Your family and friends will not fully understand what you go through on a daily basis. If you’re building a strong personal brand alongside your startup, people will judge you and feel like they know a lot about you. It can be extremely challenging to balance your time with the people you care about most when you’re laser focused on building a startup.

It’s also hard for people to understand your desire to take on the risk and build a business in the first place. You will sometimes deal with jealousy and resentment. It can even stem from a lack of understanding about what you actually do. You will have to learn to say no to people who want your help and support. Balancing time between mentorship with seeking your own mentorship is another challenge that’s often overlooked.


Finding Balance

The emotional toil of pouring everything into a company that, statistically, won’t make can be very hard. It’s important not to tie your self-worth to what you’re building. That’s not sustainable for you or the startup, but when you’re fully immersed into building your company, it can be hard to see the forest from the trees.

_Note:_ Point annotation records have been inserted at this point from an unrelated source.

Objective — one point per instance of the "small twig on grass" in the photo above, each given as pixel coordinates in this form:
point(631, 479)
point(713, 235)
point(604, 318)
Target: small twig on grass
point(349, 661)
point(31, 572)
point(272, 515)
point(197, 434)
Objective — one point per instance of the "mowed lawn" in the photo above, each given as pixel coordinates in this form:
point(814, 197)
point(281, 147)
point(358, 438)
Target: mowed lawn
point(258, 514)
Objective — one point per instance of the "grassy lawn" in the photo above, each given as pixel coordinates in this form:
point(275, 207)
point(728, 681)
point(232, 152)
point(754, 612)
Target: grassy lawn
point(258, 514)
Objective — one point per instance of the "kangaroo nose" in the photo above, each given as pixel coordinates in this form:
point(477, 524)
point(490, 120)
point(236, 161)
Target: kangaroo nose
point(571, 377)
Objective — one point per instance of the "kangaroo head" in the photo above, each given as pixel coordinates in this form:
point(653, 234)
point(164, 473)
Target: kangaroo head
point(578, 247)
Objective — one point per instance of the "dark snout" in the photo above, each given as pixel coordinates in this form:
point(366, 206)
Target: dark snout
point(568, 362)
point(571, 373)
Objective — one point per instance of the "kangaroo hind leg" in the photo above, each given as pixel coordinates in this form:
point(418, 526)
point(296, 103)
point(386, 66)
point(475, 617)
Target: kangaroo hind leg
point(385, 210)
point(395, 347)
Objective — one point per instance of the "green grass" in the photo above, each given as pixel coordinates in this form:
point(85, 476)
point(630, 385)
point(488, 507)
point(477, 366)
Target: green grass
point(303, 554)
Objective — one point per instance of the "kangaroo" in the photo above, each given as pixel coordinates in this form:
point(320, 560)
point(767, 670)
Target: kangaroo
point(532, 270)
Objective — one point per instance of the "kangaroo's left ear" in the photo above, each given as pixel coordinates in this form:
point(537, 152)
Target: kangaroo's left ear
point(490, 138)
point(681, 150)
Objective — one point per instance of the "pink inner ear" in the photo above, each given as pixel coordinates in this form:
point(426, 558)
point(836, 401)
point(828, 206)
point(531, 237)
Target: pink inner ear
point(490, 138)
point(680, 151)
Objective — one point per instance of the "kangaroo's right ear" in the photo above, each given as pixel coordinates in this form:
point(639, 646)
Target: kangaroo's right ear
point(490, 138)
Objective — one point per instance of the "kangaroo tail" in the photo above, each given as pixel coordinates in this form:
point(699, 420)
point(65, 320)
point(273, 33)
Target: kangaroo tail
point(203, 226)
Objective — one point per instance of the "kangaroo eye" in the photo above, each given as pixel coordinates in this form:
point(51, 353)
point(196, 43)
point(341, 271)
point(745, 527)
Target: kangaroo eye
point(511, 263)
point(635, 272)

“It sounds masochistic, but really starting a business is a game of mental jujitsu. That’s the paradox of being an entrepreneur” — Taylor McLemore


Stability

Startups come with a financial complication, either they’re funded from investors or the revenue and profit is minimal and so often times can be tight. I have also found this to set your mindset to be cost optimized where you always make sure you don’t throw away money and always have the mindset of spend money as if it was yours. Most startups don’t end up succeeding; you have to be comfortable with that. 42% of Startups fail due to there not being a need in the market 29% of startups fail due to running out of money. Based on startups created in 2014, 56% of them make it to their 5th year.


Workload

Workload can be up and down, and when you are busy you might have several different project priorities that all need to be done; you need to be able to handle stress and work through projects to completion quickly.


Work/Life

To really work a startup, you have to be prepared to take home your work, be always prepared to take late night calls, or work on a project to completion. I’ve personally found this not a negative; the way I work typically is I can’t switch off if I know something isn’t complete.


The Ugly


Chaos


At times there will be chaos, and it can feel negative, this really is part of what comes with a startup. Ride out the bad times and the good times and its benefits will come.

Direction

Direction can often be muddy, this often comes from the fact you are and able to be agile, because things can change fast it can be that the original direction of the company can change. Depending on how well this is focused and how often it happens can cause frustration.


Throwaway Work


With change in direction like the above point can come with it the fact that previous effort might now become “wasted”. By this it mean that the effort and work you previously put in may now not be used (at least not for now) and so again this can come with frustration, this will almost definitely happen many times.




While this summary may sound like there are a lot of bad elements to being in a startup, it’s less of a negative and more about being realistic on what happens and frankly the benefits of not being so restricted. There are so many elements that I love about startups, it’s that I’ve found so much freedom and passion and knowledge.